You’d think some of the most popular allergy and insomnia drugs on the market would be safe, but a new study outlines some frightening health risks. The latest evidence is the drugs linked to dementia now include common anticholinergic drugs. This class of drugs includes popular medications like Benadryl, Dramamine, Advil PM and Unison, among others. The antidepressant drug Paxil and the pain drug Demerol also have anticholinergic effects.
This isn’t the first time researchers found a connection between anticholinergic drugs and cognitive decline. This latest study published in JAMA Neurology is unique, though. That’s because Indiana University School of Medicine researchers actually used brain imaging to detect how anticholinergic drugs impact the brain. Using MRI and PET scan imaging, researchers showed how people taking anticholinergic drugs experienced lower brain metabolism and higher brain atrophy; they also scored lower on memory tests.
In 2015, University of Washington scientists also found the chronic use of certain anticholinergic sleep aids and hay fever meds in the increased a person’s risk of dementia. The study only found the association for people taking these drugs for 3 or more years. (More research is needed to find out if continuous or intermittent use over that time frame leads to the increased risk of dementia.)
Other drugs with anticholinergic action include some medications containing tiotropium used to treat respiratory ailments like COPD and asthma (Atrovent) (Spiriva). Other anticholinergic drugs include Paxil (for treating depression) and solifenacin-containing drugs like Vesicare for overactive bladder problems.
Therefore, next time your doctor prescribes you drugs which have anticholinergic effects, you should ask for another opinion before you quit their use. Yet, it is also possible to avoid these medications and try some natural, alternative solutions to your allergies or insomnia issues, such as:
Close-up of alarm clock on night table
Try valerian root as a sleep remedy with a low risk of side effects. Set your temperature for between 60 and 70 degrees F. This lowers your body’s internal thermometer, initiating sleepiness. Eat melatonin-rich, sleep-incuding foods like bananas, cherries, ginger or radishes as a bedtime snack.

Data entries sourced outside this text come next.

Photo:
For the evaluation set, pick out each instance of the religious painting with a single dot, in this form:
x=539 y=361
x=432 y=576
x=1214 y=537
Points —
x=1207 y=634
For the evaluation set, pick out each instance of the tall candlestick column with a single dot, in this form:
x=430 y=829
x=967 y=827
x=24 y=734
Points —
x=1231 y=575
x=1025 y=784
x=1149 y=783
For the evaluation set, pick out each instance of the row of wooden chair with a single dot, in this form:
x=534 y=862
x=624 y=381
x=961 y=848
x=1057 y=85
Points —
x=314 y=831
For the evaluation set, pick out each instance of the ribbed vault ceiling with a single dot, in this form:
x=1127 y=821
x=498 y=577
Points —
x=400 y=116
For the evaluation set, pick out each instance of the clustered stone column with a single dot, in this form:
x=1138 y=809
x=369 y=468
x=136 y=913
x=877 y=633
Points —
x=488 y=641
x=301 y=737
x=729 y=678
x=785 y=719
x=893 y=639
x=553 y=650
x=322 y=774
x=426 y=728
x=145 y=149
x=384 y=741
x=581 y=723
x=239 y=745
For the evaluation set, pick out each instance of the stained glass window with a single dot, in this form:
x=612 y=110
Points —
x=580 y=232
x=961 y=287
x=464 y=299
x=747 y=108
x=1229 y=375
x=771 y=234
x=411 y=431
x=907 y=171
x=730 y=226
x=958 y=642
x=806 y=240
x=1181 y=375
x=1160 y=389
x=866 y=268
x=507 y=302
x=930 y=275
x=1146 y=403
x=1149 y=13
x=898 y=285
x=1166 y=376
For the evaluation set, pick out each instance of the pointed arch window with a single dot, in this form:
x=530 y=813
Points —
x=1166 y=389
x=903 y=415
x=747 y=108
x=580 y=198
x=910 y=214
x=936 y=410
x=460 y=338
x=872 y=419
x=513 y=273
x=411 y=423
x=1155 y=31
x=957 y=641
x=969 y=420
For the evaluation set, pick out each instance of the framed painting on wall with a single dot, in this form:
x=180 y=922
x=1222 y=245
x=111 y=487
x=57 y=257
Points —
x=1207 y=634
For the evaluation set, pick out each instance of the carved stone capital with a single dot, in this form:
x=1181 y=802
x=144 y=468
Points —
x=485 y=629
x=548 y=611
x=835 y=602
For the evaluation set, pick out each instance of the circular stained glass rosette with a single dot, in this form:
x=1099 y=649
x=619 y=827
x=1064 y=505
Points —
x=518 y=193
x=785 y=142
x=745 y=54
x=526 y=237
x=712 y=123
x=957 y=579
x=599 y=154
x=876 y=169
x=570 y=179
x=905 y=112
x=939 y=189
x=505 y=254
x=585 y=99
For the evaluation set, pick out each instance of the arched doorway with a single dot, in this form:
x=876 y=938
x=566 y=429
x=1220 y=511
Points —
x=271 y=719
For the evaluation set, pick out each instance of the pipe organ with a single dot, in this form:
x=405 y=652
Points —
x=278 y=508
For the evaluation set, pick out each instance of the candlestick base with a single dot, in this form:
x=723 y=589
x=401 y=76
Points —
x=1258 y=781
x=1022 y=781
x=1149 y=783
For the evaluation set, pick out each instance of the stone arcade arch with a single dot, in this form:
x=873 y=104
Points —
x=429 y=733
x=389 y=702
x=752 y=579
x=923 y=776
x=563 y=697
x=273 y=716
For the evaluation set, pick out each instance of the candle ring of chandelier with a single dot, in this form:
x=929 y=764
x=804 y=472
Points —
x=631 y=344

Learn to use essential oils for allergies. A 2010 study published in the Journal of Ethnopharmacology suggests peppermint oil acts as a relaxant and exhibits antispasmodic activity, inhibiting contractions that causes you to cough. It’s not recommended for children under 30 months.
If you have a ragweed allergy, avoid melons, bananas, cucumbers, sunflower seeds, echinacea and chamomile, as they can trigger an allergic response in your system.
Bone broth from chicken, beef or lamb helps to ease respiratory problems. It also helps to reduce inflammation in the body and boosts the immune system.
So, to sum up, you shouldn’t stop taking your medication without talking to your doctor, it’s worth a conversation to see if your medications include anticholinergic drugs linked to dementia. If they are, inquire about possible alternative options with fewer serious side effects, including natural remedies.